Vielleicht stimmt das alles. Aber wenn das stimmt, dann sollte man in Dortmund allerdings auf das gefasst sein, was der Romantik epochengeschichtlich folgt, nämlich die Epoche der Restauration. Und auch diese muss man unterscheiden, es gab nämlich zwei Strömungen, zum einen den Vormärz, der sich durch hohes politisches Engagement auszeichnete, und das eher besinnliche Biedermeier. Die Gemeinsamkeit dieser Post-Romantik-Epoche bestand darin, dass die Literaten jener Zeit auf die neuen Herausforderungen reagierten, die die Moderne Anfang des 19. Jahrhunderts mit sich brachte: die Einen wollten sich engagieren, sich politisch und sozial einsetzen; die Anderen umtrieb die Angst vor dem Neuen – sie suchten ihr Heil in der Tradition.

Vielleicht sollten das die Verantwortlichen in Dortmund wissen, wenn sie darüber nachdenken, was kommen könnte, nachdem man im Mai Deutscher Meister geworden ist mit dieser romantischen Mannschaft, diesem romantischen Trainer, diesem romantischen Fußball, diesem romantischen Vorstand. Sie sollten es wissen, damit nicht alles wieder so schlimm und grausam und finster wird wie Ende der 90er Jahre, als es in Dortmund die Epoche des Barock gab, dem die Aufklärung folgte, die schließlich in der Romantik mündete.

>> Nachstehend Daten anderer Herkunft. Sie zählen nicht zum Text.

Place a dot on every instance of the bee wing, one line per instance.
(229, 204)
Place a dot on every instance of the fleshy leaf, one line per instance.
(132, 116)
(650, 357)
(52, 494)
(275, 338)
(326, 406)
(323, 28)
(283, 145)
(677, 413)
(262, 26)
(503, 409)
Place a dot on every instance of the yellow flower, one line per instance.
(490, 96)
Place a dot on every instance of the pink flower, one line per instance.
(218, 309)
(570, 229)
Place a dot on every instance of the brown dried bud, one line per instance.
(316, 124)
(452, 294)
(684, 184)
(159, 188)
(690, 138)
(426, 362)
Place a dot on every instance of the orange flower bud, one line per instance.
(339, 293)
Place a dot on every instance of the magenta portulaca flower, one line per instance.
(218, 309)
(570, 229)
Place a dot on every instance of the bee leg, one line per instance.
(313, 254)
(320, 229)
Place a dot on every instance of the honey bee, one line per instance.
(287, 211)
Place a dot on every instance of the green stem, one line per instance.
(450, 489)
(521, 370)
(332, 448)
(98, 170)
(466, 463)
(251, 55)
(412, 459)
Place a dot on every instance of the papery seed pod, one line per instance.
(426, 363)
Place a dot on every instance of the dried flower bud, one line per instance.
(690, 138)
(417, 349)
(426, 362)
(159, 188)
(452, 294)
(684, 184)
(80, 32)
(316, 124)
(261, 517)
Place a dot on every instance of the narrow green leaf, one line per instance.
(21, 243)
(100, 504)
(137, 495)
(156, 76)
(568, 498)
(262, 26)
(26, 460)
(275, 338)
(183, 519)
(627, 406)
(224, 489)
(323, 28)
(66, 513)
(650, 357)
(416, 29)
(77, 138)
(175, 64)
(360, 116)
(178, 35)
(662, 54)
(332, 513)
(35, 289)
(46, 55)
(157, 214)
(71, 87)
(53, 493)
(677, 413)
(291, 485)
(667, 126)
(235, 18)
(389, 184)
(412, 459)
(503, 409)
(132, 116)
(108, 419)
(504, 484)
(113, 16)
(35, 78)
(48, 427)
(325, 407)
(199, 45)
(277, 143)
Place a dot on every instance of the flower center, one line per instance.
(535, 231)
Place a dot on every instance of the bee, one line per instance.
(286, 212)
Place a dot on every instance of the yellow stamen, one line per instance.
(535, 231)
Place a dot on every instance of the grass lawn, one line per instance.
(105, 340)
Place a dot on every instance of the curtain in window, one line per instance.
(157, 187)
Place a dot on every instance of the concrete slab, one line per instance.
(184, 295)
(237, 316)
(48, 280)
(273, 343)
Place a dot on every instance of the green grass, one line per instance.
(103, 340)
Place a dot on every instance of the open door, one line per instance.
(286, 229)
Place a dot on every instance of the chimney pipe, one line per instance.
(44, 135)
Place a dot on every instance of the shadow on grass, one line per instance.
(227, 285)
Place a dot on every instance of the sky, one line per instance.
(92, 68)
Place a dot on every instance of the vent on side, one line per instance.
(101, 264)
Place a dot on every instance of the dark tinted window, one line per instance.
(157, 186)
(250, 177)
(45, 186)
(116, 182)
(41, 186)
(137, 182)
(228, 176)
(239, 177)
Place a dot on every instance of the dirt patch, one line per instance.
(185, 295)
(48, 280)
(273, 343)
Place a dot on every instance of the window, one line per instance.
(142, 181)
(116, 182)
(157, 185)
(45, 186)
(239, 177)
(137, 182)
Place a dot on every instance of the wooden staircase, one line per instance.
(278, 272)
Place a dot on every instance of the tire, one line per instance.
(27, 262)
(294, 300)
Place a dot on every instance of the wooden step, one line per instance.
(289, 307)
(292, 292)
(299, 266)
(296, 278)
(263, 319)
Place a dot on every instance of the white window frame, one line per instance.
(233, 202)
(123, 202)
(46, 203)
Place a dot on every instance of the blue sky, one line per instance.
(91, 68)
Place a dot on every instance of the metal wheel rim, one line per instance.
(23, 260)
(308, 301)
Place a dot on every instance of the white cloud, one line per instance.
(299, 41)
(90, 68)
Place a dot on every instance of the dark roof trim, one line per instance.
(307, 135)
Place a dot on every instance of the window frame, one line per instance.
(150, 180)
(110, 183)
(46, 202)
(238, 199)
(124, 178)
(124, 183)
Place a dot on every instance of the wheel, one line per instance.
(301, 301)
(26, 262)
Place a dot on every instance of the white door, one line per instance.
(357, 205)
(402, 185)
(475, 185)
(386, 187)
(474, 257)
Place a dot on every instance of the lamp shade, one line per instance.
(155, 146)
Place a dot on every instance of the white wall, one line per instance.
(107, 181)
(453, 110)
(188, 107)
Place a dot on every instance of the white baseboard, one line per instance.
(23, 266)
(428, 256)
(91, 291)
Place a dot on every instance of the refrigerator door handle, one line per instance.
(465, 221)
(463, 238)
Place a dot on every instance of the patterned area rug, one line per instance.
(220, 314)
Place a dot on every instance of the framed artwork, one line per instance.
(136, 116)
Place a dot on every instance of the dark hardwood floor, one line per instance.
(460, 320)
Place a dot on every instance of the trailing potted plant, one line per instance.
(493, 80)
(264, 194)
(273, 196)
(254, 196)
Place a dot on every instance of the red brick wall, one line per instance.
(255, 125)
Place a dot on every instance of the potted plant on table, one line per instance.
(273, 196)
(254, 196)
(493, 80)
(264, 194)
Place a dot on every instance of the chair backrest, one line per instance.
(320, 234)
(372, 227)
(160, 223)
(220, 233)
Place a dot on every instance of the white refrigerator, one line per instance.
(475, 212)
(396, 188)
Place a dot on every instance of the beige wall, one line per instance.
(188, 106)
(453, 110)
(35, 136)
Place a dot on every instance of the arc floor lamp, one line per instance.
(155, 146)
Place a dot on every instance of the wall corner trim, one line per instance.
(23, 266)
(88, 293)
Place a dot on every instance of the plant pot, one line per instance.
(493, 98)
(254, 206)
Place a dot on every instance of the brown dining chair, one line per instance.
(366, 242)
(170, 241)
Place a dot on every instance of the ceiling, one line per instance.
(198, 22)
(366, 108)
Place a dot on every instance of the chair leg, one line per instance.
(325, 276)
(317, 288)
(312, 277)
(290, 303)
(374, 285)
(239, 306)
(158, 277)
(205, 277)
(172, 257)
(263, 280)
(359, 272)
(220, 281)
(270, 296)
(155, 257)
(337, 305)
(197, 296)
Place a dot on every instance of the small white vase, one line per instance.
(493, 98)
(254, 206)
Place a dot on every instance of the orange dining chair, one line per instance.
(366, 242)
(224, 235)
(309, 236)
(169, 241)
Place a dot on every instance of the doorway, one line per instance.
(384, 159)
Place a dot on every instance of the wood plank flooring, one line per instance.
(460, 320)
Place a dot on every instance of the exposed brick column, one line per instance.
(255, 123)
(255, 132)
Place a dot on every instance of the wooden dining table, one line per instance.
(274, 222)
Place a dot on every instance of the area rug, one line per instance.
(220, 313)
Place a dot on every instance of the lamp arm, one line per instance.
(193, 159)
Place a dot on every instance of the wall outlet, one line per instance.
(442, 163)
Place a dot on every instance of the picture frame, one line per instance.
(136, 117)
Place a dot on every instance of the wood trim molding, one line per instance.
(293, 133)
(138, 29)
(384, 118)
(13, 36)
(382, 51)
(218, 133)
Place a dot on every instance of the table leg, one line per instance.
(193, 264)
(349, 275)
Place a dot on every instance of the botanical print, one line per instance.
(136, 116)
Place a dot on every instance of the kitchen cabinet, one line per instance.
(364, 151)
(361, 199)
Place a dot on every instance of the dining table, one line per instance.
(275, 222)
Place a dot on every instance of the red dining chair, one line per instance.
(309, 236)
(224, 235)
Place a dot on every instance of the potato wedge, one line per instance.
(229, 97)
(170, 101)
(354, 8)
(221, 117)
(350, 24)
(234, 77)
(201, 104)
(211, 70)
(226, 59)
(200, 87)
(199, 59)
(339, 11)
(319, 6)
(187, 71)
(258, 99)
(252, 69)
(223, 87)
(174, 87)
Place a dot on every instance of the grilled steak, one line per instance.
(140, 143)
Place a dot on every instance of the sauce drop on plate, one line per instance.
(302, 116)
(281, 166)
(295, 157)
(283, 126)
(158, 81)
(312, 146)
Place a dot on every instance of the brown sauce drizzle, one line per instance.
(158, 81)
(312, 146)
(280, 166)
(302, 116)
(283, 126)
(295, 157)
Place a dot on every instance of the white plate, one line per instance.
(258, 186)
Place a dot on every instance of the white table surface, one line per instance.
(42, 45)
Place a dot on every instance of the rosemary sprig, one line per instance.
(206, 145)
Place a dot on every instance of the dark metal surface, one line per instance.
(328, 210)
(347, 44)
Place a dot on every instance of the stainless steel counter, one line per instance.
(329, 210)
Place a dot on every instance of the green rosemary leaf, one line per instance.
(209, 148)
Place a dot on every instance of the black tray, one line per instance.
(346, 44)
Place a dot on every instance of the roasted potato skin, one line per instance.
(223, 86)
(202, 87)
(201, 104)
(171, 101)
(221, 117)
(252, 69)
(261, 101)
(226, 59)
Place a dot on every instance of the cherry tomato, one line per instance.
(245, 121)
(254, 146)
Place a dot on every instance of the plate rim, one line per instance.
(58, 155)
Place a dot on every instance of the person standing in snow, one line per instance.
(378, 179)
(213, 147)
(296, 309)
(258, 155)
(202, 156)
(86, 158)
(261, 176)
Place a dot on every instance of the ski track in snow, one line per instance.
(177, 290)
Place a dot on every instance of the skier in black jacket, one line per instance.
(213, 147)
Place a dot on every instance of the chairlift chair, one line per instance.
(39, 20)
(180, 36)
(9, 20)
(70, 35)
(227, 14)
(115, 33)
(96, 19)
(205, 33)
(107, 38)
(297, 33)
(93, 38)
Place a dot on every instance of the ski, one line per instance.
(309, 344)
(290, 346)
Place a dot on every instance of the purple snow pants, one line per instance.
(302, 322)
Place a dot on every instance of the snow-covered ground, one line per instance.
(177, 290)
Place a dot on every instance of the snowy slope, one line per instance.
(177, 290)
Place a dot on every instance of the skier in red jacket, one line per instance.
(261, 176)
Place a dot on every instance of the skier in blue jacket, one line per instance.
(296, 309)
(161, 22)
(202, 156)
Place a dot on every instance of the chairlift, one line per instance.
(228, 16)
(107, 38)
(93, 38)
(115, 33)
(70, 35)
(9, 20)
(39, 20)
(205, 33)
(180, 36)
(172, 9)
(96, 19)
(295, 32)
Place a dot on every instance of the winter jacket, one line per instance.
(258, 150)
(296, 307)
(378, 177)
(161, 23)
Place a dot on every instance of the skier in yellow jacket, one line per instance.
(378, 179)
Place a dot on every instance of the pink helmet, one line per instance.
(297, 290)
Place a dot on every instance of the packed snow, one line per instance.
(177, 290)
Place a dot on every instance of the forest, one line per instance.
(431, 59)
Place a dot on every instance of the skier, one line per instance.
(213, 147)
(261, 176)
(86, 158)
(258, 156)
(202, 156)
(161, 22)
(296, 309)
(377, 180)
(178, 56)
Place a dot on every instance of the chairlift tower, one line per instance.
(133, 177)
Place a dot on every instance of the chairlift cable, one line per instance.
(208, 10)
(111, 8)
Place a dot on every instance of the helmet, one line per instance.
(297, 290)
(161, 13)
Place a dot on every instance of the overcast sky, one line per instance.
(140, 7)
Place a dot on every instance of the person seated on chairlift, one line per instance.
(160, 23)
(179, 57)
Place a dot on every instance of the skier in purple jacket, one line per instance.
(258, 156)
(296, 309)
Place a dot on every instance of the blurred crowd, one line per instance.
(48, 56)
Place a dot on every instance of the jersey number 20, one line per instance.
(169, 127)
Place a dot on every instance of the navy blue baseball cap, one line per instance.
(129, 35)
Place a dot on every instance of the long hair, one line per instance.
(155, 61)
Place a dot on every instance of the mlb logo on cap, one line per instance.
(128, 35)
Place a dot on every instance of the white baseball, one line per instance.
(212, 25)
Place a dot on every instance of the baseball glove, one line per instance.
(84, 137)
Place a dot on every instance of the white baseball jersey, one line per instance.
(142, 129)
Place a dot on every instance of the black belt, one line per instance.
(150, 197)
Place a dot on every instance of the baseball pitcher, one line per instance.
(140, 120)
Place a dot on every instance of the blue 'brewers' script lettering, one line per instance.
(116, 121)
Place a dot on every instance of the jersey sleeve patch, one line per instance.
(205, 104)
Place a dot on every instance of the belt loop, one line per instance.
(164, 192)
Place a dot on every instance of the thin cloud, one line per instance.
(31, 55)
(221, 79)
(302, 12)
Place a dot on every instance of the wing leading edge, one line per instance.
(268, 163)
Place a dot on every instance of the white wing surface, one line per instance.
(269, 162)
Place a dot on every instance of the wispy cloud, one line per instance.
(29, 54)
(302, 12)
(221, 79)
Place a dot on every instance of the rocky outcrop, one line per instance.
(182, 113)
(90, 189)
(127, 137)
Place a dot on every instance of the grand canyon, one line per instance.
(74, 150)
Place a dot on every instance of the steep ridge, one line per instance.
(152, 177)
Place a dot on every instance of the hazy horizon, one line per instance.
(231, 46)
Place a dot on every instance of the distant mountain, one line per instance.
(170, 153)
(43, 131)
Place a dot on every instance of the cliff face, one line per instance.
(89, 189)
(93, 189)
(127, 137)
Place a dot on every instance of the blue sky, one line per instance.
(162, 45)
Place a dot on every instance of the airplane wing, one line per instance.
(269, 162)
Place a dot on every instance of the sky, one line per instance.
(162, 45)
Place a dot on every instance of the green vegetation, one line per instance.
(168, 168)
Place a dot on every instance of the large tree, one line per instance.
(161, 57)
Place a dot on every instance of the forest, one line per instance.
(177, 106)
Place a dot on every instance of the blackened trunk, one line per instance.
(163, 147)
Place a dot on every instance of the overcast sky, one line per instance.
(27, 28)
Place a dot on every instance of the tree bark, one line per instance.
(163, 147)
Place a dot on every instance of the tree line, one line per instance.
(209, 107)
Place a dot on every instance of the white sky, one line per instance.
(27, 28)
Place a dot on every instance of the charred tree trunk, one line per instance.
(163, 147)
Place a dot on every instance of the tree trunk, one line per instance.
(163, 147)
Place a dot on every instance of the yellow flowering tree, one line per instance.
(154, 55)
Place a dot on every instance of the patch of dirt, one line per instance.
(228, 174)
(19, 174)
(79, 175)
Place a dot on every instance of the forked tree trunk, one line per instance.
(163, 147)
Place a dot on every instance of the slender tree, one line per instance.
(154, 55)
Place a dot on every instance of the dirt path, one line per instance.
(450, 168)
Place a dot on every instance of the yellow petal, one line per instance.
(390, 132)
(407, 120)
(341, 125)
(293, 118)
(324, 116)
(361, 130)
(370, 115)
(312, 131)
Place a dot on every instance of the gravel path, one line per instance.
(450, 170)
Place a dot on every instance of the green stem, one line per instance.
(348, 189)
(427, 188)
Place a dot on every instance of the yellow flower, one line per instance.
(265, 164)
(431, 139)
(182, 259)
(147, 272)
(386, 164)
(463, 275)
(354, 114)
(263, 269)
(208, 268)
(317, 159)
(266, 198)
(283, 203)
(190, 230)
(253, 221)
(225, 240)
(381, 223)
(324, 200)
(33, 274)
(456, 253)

Heute Abend spielt Dortmund gegen Leverkusen, die ARD überträgt das Ganze live und alle, alle, alle sind sich sicher: wenn Dortmund heute gewinnt, werden sie Meister. Gewinnen sie nicht, werden sie wahrscheinlich auch Meister, aber es könnte spannender werden, jedenfalls ein bisschen. Ich muss heute zu Ikea. Die haben bis 22 Uhr geöffnet. Wenn ich mich beeile, schaffe ich es vielleicht bis zum Schlusspfiff.

Das wäre übrigens eine gute Überschrift für meine Autobiografie. Der Restauration folgte übrigens der Realismus.